Extrait Spinoza, Traité de la réforme de l'entendement
Commentaire de texte : Extrait Spinoza, Traité de la réforme de l'entendement. Rechercher de 53 000+ Dissertation Gratuites et MémoiresPar Sora29 • 28 Janvier 2022 • Commentaire de texte • 2 849 Mots (12 Pages) • 654 Vues
CAROFF Antoine OPTION PHILOSOPHIE 03/11/2015
COMMENTAIRE DE TEXTE :
Spinoza, Traité de la réforme de l’entendement, B 30 – B 32, Trad. B. Rousset, Ed. Vrin, pp. 55-58
Après avoir effectué, dans les premières pages du Traité de la réforme de l’entendement, une longue distinction entre les biens communément recherchés par les hommes, qu’il définit comme des maux certains, et le souverain bien qui, bien qu’incertain à la fois dans la possibilité de son existence et dans la possibilité pour l’homme de l’atteindre, reste par nature un bien certain ; après avoir ainsi démontré la nécessité de réformer l’entendement afin de pouvoir espérer parvenir à ce bien suprême, facteur d’une joie incessante et souveraine, Spinoza entame, à partir de la section 30, une nouvelle partie, un seconde moment de sa progression philosophique : la définition d’une méthode, plus précisément de « la meilleure Méthode », celle qui permettra, de la manière la plus sûre et la plus efficace possible, de réformer l’entendement.
Avant de pouvoir précisément définir cette meilleure méthode possible, l’auteur, se demandant d’abord comment la trouver, de quelle manière s’y prendre pour la déterminer théoriquement, s’efforce dans les sections 30 à 32 de répondre à la question du point de départ de cette méthode recherchée : d’où la méthode d’investigation du vrai, qui rendra possible la réforme de l’entendement, partira-t-elle ? Où trouver sa source, l’endroit d’où commencera sa démarche ?
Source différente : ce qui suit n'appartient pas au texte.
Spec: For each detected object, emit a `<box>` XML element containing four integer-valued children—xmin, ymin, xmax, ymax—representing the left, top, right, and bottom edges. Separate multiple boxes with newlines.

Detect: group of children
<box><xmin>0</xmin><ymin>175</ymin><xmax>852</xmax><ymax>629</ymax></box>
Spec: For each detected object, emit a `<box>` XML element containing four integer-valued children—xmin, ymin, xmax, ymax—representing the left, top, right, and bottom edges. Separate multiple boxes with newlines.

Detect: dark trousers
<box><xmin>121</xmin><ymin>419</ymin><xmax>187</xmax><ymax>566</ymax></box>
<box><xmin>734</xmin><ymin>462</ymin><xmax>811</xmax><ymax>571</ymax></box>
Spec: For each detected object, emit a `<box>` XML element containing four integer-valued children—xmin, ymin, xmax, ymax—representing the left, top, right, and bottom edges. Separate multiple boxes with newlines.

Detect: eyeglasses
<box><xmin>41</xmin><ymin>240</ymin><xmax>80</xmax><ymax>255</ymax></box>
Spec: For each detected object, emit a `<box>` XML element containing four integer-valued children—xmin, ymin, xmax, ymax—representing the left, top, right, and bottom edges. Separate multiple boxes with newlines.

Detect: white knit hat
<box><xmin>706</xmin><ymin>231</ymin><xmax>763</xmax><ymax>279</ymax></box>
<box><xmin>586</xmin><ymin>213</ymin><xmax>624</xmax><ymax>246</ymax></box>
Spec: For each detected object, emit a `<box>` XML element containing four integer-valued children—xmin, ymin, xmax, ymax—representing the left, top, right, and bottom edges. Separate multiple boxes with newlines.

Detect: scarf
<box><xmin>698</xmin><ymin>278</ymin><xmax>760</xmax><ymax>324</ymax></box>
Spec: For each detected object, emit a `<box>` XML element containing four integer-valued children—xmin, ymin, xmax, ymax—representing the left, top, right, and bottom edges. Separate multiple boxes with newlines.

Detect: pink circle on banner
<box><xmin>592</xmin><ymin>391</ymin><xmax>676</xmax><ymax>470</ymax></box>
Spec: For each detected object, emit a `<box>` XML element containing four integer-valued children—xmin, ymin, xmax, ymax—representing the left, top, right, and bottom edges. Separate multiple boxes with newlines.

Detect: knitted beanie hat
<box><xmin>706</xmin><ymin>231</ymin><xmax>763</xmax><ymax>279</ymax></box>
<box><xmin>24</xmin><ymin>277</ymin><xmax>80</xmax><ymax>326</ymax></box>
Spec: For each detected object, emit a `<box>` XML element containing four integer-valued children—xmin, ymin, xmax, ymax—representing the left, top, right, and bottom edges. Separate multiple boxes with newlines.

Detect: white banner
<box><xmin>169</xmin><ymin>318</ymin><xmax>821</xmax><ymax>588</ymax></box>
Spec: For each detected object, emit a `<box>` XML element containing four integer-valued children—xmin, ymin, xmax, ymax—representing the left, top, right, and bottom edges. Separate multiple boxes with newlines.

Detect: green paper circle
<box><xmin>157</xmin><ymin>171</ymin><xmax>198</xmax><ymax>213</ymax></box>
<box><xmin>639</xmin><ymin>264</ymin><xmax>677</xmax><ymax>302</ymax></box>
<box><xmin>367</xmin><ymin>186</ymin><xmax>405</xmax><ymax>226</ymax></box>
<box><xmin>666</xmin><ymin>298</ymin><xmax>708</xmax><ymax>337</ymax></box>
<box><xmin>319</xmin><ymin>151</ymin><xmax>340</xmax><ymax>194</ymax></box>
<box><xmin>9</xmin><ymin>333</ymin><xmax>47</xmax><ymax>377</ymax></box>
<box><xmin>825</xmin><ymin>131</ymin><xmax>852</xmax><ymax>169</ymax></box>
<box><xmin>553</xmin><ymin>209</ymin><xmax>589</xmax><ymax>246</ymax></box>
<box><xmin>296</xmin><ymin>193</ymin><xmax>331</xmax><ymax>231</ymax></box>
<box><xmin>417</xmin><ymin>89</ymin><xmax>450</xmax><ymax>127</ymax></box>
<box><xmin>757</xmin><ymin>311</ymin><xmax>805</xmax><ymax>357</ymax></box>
Afin d’éclaircir ce point, Spinoza procède, dans ce passage, en deux temps, chacune de ces deux parties pouvant elle-même se diviser en deux sous-parties. Il utilise ici un raisonnement par la négation, s’attachant d’abord à montrer ce que le point de départ de la méthode ne peut pas être, pour mieux définir ensuite ce qu’il est. En effet, dans un premier moment (du début du texte jusqu’à la ligne 16), l’auteur nous montre la voie à ne pas suivre, nous explique ce qu’il ne faut pas faire, « pour que soit trouvée la meilleure Méthode » : partant de la démarche théorique de recherche de la Méthode (première sous-partie, de la ligne 1 à la ligne 9), qu’il compare ensuite à l’exemple pratique de la production d’ « instruments matériels » (deuxième sous-partie, de la ligne 10 à la ligne 16), il démontre, par le biais d’un raisonnement par l’absurde, que la méthode de connaissance du vrai ne peut être déterminée grâce à une autre méthode et qu’ainsi son point de départ ne peut être considéré comme quelque chose d’acquis par l’homme. Bien au contraire, en partant de ce rejet d’un point de départ de la méthode qui devrait être acquis, Spinoza affirme d’autant plus logiquement, dans un second temps (de la ligne 16 à la fin du texte), le caractère inné de ce lieu d’origine de la méthode recherchée, repartant de l’analogie précédemment introduite entre le cas pratique de la fabrication d’objets (premier moment de la deuxième partie, de la ligne 16 à la ligne 22) et le fonctionnement théorique de l’entendement (second moment, de la ligne 22 à la ligne 31).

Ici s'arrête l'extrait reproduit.